Pour installer le spectateur au cœur du drame, Agnieszka Holland met en question le titre de son film dès les premières secondes. Un drone filme la cime des arbres immenses et magnifiques de la frontière orientale de la Pologne. C’est la « green border ». Le vert disparaît et laisse place au noir et blanc qui durera les deux heures trente-deux du récit. Au cœur du drame, donc, Holland nous parle d’urgence, de catastrophe. Son sujet c’est la catastrophe qui traverse l’Europe, les migrants qui meurent sur les « anciens parapets » du continent (pour citer Rimbaud), l’indifférence, l’hostilité et le crime, la générosité et les impasses politiques. La cinéaste a remporté à la fois le Prix spécial du jury à la dernière Mostra de Venise et le droit d’être protégée par la police à la suite d’une campagne de haine de l’extrême-droite polonaise qui lui collait l’étiquette de « nazie » en raison de son film. « Nazie », Agnieszka Holland… On pourrait presque en rire, si le rire ne s’étranglait pas dans la gorge. Le dictateur Alexandre Loukachenko, qui dirige le Bélarus depuis trente ans, a distribué à partir de l’été 2021 des dizaines de milliers de visas à des candidats à l’exil venus d’Afrique et du Moyen-Orient. Une fois arrivés sur place, ils ont servi d’armes humaines, chassés vers la Pologne et les pays baltes pour créer le chaos en Europe. Une Europe coupable de s’opposer aux méfaits du maître de Minsk. Presque trois ans plus tard, on continue à mourir de froid, de faim, de noyade, de mauvais traitements, sur les marges du continent, à l’Est comme en Méditerranée, en Afrique comme dans les Alpes du côté de Briançon, comme entre la France et l’Angleterre.

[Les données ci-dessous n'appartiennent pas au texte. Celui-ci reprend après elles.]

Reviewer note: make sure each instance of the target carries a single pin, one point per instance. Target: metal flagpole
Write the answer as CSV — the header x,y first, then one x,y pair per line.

Le gouvernement réactionnaire polonais qui vient de perdre les élections d’octobre 2023 avait répondu à Loukachenko en persécutant sans pitié les migrants arrivés sur son sol. Un jeu infâme s’était alors tenu. Les polices des deux pays se renvoyaient mutuellement les groupes de migrants épuisés et paniqués des deux côtés des barbelés qui séparent leur territoire. On ignore pour l’instant quelle sera l’attitude du nouveau pouvoir polonais de Donald Tusk.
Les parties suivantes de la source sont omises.